Anyone else had issues with joining the deerstalkers this year. I paid for a membership back in Jan and asked that it commence from March 2019 as advised by the local deerstalkers club.

I paid and filled the form in and sent it off via email. No acknowledgement was received. I then expected to receive a member card and some sort of acknowledgement in March but nothing. I contacted deerstalkers at end if March for a possible update on my membership and they just told me that memberships will be processed soon. So I waited again until near end of April as by now I was desperate to use the club's range, which I can't do without a membership card. I had real trouble getting anyone to acknowledge my requests. The chat to us for on the site was ignored, the contact form on the site was ignored and initially the Facebook chat request was ignored for. Couple of days. I finally got a reply asking when I had paid for membership so I sent back the payment details and then once again heard nothing until I pressed them for a response. They finally acknowledged my payment and send a card would be sent out. Well guess what. Nothing has arrived over a week later. 

I'm starting to lose patience with them now as this seems to have dropped into the realms of incompetence. Is my case isolated are are others getting frustrated too?

Sent from my EVA-L09 using Tapatalk

----------


## StrikerNZ

This popped up in another thread recently, but over the last few months they've been shifting the entire membership database across to an entirely new system. This hasn't exactly gone smoothly for them, but they're finally mostly done and starting to get caught up now.

Bear in mind over the last month or two they've also been having to send out membership cards etc for every member in the country, on top of everything else going on.. 
Actually I just remember seeing in an email also that both of their paid admin office staff have been out sick most of this week too. Bit of a perfect storm for them.

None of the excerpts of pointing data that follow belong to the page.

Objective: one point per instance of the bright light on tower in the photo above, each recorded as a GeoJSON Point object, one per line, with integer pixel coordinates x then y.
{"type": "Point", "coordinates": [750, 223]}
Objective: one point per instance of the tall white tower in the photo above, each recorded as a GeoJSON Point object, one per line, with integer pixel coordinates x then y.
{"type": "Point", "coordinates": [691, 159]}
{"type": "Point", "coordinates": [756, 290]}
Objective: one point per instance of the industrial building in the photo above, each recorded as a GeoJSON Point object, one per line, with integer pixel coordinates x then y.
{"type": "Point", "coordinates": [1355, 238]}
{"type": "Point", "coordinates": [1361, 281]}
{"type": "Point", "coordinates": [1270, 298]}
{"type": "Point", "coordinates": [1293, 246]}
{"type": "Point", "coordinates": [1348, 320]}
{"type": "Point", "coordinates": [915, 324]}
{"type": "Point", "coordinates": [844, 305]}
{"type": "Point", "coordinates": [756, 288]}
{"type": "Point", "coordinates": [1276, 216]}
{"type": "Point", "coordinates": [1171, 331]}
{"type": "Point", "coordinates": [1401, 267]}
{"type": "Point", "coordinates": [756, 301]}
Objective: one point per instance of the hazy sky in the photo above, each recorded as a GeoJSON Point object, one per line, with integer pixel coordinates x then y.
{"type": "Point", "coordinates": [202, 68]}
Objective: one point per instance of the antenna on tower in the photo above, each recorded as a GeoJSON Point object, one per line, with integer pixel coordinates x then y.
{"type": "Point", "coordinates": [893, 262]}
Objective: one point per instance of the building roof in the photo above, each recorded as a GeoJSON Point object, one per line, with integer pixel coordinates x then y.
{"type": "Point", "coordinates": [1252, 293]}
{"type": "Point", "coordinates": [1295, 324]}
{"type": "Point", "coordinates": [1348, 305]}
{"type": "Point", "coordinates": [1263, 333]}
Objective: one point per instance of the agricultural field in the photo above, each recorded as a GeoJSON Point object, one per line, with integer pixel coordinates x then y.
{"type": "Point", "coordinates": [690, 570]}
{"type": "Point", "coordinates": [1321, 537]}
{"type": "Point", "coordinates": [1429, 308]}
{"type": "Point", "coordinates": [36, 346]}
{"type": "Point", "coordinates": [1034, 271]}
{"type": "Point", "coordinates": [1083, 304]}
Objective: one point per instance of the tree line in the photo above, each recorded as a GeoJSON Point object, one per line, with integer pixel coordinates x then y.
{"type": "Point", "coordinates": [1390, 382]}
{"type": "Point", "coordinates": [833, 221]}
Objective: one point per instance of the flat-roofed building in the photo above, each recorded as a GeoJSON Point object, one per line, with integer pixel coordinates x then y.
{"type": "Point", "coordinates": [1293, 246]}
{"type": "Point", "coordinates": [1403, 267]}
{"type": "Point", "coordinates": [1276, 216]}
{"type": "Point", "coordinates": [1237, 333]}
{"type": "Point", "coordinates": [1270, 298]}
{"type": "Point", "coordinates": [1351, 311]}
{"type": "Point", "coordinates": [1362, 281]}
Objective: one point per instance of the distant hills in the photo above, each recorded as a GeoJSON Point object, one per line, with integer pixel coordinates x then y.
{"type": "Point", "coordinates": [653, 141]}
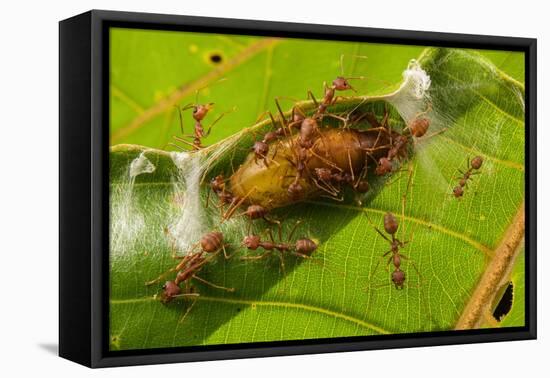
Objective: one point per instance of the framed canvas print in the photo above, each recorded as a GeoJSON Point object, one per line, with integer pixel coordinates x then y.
{"type": "Point", "coordinates": [234, 188]}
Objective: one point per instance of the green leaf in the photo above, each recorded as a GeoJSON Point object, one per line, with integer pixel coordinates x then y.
{"type": "Point", "coordinates": [478, 106]}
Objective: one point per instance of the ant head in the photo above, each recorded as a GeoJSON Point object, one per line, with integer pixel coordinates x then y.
{"type": "Point", "coordinates": [323, 173]}
{"type": "Point", "coordinates": [212, 241]}
{"type": "Point", "coordinates": [342, 84]}
{"type": "Point", "coordinates": [384, 166]}
{"type": "Point", "coordinates": [200, 111]}
{"type": "Point", "coordinates": [458, 191]}
{"type": "Point", "coordinates": [390, 223]}
{"type": "Point", "coordinates": [362, 186]}
{"type": "Point", "coordinates": [398, 278]}
{"type": "Point", "coordinates": [297, 116]}
{"type": "Point", "coordinates": [306, 246]}
{"type": "Point", "coordinates": [260, 148]}
{"type": "Point", "coordinates": [476, 162]}
{"type": "Point", "coordinates": [217, 181]}
{"type": "Point", "coordinates": [295, 190]}
{"type": "Point", "coordinates": [251, 241]}
{"type": "Point", "coordinates": [419, 127]}
{"type": "Point", "coordinates": [169, 290]}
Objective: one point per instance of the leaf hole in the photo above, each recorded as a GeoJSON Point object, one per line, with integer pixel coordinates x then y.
{"type": "Point", "coordinates": [505, 304]}
{"type": "Point", "coordinates": [216, 58]}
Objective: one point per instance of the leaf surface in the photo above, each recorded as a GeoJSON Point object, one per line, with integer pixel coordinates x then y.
{"type": "Point", "coordinates": [340, 292]}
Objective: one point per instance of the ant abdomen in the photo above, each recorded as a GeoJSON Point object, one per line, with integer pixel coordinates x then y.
{"type": "Point", "coordinates": [306, 246]}
{"type": "Point", "coordinates": [398, 278]}
{"type": "Point", "coordinates": [251, 241]}
{"type": "Point", "coordinates": [169, 290]}
{"type": "Point", "coordinates": [476, 162]}
{"type": "Point", "coordinates": [212, 241]}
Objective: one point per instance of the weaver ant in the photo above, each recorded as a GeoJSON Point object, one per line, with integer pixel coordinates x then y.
{"type": "Point", "coordinates": [200, 112]}
{"type": "Point", "coordinates": [391, 226]}
{"type": "Point", "coordinates": [399, 143]}
{"type": "Point", "coordinates": [473, 166]}
{"type": "Point", "coordinates": [340, 83]}
{"type": "Point", "coordinates": [211, 244]}
{"type": "Point", "coordinates": [301, 247]}
{"type": "Point", "coordinates": [327, 180]}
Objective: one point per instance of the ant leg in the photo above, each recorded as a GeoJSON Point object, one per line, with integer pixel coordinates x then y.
{"type": "Point", "coordinates": [434, 133]}
{"type": "Point", "coordinates": [325, 187]}
{"type": "Point", "coordinates": [181, 118]}
{"type": "Point", "coordinates": [193, 247]}
{"type": "Point", "coordinates": [189, 308]}
{"type": "Point", "coordinates": [298, 222]}
{"type": "Point", "coordinates": [227, 257]}
{"type": "Point", "coordinates": [413, 265]}
{"type": "Point", "coordinates": [230, 289]}
{"type": "Point", "coordinates": [281, 114]}
{"type": "Point", "coordinates": [162, 276]}
{"type": "Point", "coordinates": [371, 276]}
{"type": "Point", "coordinates": [325, 160]}
{"type": "Point", "coordinates": [215, 121]}
{"type": "Point", "coordinates": [310, 95]}
{"type": "Point", "coordinates": [184, 141]}
{"type": "Point", "coordinates": [377, 230]}
{"type": "Point", "coordinates": [257, 257]}
{"type": "Point", "coordinates": [235, 206]}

If you talk to the local club, and explain the situation, I'm sure they'd consider letting you use the range in the meantime.

----------


## Magnus

I only just received this year's membership card this week, I renewed my membership in March I think when they all roll over. There is only a few people doing admin so it takes them a bit to get the cards outs but usually the range cards are sorted pretty quickly as long as you have done the range course etc. If ya busting to go up the range let me know and ya can head up with me, I have a couple of rifles to sight in.

----------


## aetchell

> I only just received this year's membership card this week, I renewed my membership in March I think when they all roll over. There is only a few people doing admin so it takes them a bit to get the cards outs but usually the range cards are sorted pretty quickly as long as you have done the range course etc. If ya busting to go up the range let me know and ya can head up with me, I have a couple of rifles to sight in.


Hi Magnus

I joined the welly club who don't have ranges cards. I assume you are an upper Hutt member? I should join that one as an associate and do the range safety course. 

I dropped my .308 a couple of weeks ago hence the need to get it to a range and check the sight. I've resorted to using a 30/30 over open sights for my last couple of day trips out.

I'm hoping that the membership pack will turn up in the next couple of weeks - i'm not free at weekends now for a couple of weeks anyway.

regards
Ash

----------


## lee308

Wellington club range is a bit shit to be honest. I could not even find the range the first time. when i did, it was a paddock covered in sheep and cow shit. haha......   Kaitoke is the one to join but a bit to travel if you live on SH1 route.

----------


## Ingrid 51

As above. I applied 5 months ago and have been informed the “too busy” excuse was on a/c of new computer glitches. Local club has been accommodating/supportive.

----------


## aetchell

I've contacted them again, will have to wait if they respond. IT isn't that difficult, maybe u should offer my services to help them sort out the DB and data migration. 

Sent from my EVA-L09 using Tapatalk

----------


## ebf

@aetchell, there are 3 NZDA clubs in Welly, which one are you talking about ?

Bottom line, have you been to a meeting ? Most of these clubs are run by volunteers who are either not tech savvie or seriously over-worked. In my experience with the Hutt Valley club, going to the meeting and talking to people face to face makes a huge difference.

----------


## aetchell

> @aetchell, there are 3 NZDA clubs in Welly, which one are you talking about ?
> 
> Bottom line, have you been to a meeting ? Most of these clubs are run by volunteers who are either not tech savvie or seriously over-worked. In my experience with the Hutt Valley club, going to the meeting and talking to people face to face makes a huge difference.


The wellington branch, but this isn't handled by local clubs, it goes up to HQ for processing. I went to the march meeting and had a chat, which happened 4 days before the ChCh event. range access rules changed after that...

----------